Education can be provided in groups or according to individual needs as teacher directed, cooperative, or
individual practice. When computers and digital learning material are used in a learning situation, it is expected that this is done to introduce identifiable added value to the learning in comparison to, for example, printed material, and material produced by the teacher or the students themselves. The expectation of “added value,” not merely “reaching the same level,” is demonstrated by the fact that each group of students is under the charge of an educational expert who has primary responsibility for the provision of education that agrees with the general goals, and further supported by computers and software that require not only capital investment but also continuous maintenance. In the case of distance education, the equation is different and so it may be that reaching the same level as in contact teaching is considered acceptable. In this context, the level of educational quality desired is at least that of the average performance in a good quality contact teaching context – it is unlikely that one would want to match digital material with poor learning materials and teaching practices! 

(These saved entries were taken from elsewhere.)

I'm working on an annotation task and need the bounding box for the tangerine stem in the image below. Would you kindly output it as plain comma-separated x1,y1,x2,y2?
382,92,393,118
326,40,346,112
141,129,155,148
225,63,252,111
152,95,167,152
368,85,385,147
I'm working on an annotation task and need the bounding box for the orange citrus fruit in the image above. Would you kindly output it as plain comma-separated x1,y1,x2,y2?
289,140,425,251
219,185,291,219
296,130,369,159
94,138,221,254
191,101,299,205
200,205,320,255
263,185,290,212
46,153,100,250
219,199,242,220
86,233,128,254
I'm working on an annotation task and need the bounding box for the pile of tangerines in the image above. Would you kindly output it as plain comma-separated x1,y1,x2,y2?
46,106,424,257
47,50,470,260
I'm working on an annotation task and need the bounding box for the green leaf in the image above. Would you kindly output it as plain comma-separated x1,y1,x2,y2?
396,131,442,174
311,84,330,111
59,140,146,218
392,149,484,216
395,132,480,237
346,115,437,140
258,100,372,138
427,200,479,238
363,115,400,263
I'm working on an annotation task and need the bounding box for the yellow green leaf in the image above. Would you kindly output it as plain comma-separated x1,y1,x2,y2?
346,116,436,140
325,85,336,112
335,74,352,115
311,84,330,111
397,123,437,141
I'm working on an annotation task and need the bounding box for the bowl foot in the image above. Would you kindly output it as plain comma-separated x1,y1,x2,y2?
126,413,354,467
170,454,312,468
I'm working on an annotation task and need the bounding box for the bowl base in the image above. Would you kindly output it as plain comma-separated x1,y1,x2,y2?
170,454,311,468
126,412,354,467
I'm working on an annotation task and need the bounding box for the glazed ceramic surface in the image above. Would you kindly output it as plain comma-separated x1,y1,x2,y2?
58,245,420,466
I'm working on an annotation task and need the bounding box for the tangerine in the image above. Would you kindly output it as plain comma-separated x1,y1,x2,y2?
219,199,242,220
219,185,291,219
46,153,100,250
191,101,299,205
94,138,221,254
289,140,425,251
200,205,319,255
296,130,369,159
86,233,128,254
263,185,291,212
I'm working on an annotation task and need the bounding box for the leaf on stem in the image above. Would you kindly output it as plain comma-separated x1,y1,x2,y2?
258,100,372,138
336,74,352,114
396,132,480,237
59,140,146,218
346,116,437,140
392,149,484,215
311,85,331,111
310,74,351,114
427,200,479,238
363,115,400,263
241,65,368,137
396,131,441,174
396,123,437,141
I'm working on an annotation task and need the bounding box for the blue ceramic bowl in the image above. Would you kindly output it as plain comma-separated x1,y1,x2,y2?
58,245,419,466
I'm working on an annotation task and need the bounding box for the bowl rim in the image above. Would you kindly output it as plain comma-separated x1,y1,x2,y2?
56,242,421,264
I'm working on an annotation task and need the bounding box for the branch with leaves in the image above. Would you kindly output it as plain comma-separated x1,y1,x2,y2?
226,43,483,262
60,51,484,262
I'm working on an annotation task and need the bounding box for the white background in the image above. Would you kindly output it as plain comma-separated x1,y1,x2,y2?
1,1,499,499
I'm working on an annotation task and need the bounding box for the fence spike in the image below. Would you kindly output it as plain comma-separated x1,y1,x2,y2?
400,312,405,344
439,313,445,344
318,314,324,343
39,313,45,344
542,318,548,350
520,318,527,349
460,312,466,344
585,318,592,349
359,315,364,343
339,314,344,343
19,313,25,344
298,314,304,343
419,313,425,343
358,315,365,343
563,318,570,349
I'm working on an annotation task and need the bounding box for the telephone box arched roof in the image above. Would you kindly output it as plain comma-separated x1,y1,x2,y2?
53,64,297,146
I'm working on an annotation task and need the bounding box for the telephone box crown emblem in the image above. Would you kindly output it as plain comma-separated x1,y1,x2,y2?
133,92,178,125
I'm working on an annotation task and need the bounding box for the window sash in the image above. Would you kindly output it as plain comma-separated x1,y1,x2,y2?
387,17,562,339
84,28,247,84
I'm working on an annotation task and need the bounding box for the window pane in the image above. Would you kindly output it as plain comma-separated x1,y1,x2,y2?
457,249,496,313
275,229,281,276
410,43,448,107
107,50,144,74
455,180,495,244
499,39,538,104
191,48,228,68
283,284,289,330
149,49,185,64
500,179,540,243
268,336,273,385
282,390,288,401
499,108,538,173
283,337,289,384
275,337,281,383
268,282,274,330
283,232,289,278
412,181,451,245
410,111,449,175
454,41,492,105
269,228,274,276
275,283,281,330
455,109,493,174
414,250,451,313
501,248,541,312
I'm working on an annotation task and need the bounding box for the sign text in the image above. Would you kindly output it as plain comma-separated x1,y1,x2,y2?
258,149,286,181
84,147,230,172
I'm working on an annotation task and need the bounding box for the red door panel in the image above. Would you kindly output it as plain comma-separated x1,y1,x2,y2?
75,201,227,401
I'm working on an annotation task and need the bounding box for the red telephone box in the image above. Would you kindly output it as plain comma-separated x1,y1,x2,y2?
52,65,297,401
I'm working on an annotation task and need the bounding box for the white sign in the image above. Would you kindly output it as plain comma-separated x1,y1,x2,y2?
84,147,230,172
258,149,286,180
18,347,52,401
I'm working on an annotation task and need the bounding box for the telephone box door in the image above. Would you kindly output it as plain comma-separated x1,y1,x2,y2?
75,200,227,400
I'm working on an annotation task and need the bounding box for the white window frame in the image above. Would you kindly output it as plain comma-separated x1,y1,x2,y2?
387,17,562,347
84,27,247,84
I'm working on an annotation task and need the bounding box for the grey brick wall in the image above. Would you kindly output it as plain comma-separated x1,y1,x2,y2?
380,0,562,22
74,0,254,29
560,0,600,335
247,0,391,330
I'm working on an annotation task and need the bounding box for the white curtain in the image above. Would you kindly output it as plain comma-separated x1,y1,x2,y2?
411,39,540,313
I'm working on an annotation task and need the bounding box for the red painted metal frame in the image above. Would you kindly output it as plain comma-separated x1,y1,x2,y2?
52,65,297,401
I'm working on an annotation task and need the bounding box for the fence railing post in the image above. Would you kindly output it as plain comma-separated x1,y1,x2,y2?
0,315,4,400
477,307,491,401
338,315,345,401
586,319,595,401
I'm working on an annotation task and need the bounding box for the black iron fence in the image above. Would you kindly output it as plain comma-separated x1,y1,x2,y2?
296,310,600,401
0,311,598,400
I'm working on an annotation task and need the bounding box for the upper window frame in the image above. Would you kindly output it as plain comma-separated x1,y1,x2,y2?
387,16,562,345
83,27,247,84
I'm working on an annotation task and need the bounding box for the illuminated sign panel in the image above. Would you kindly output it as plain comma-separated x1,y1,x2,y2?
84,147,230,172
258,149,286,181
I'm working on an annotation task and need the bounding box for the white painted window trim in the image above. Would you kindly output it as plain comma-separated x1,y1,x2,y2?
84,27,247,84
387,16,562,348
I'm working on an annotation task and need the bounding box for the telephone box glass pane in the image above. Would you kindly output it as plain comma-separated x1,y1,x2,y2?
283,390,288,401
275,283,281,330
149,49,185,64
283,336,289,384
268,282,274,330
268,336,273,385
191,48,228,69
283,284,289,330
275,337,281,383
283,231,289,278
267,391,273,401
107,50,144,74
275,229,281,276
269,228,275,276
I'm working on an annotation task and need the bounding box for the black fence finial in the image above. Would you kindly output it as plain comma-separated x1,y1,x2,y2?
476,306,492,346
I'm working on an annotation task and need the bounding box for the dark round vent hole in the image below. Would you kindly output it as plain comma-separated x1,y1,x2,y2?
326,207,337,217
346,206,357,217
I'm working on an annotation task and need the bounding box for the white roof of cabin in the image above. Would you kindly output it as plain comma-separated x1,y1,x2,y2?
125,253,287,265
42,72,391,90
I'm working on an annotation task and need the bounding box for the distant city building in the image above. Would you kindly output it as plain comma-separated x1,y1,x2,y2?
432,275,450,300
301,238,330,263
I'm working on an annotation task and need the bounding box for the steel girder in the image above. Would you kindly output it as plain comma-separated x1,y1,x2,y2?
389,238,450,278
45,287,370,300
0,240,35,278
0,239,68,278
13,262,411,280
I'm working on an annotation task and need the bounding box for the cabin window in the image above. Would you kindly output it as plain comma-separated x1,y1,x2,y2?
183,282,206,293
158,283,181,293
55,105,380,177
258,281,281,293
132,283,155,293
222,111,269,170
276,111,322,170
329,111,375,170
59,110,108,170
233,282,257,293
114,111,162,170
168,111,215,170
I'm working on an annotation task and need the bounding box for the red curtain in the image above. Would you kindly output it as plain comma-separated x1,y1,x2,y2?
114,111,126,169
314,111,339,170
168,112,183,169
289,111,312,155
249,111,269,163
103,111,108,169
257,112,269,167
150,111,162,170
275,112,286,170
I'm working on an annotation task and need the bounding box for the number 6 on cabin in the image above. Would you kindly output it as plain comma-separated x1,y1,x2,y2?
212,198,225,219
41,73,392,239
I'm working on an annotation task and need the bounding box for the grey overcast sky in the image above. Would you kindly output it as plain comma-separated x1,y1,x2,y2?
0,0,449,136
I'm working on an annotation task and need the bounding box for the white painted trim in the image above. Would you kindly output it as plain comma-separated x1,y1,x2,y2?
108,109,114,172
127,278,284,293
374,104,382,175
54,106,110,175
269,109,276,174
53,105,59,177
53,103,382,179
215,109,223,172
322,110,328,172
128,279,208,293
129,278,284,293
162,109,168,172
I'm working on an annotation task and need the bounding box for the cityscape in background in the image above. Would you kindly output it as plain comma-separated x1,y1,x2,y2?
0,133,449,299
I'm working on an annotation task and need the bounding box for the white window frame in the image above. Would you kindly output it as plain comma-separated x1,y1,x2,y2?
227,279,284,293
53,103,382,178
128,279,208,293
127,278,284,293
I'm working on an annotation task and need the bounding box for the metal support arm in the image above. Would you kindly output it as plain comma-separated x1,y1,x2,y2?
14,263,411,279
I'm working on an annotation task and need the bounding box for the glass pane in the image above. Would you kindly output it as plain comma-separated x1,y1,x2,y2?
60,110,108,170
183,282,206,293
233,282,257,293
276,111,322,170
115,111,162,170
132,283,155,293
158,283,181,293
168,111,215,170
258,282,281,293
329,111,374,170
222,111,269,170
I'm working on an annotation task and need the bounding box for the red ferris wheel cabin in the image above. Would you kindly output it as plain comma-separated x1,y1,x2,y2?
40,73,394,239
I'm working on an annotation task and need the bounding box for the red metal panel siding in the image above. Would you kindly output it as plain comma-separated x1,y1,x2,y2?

Many of the “innovations” that have been executed in computer environments have their equivalents in the
world of traditional education. For example, instead of a “mind map” type of computer application that collects arguments and counter-arguments, cooperative knowledge construction can be achieved with large pieces of paper on the walls of a classroom, on which various points and opinions that have been raised during a week can be recorded. The added value of computers in this case is technical, because it gives the students a chance to work simultaneously on several different things (for example in different subjects) and save each phase of their work on their own work space. In a classroom, the activity is more limited and inflexible because the space on the walls of the classroom is limited. Then again, if the unfinished work and problems were visible at all times, the students could work on them in the background for the whole time that they spend in the classroom. A counter argument to this is the Sartre an thought about comprehensive thinking that follows the learner from school to home. In this case, a computer-based application allows the learners to continue their work at home, in a library or in a coffee shop with the help of a computer network.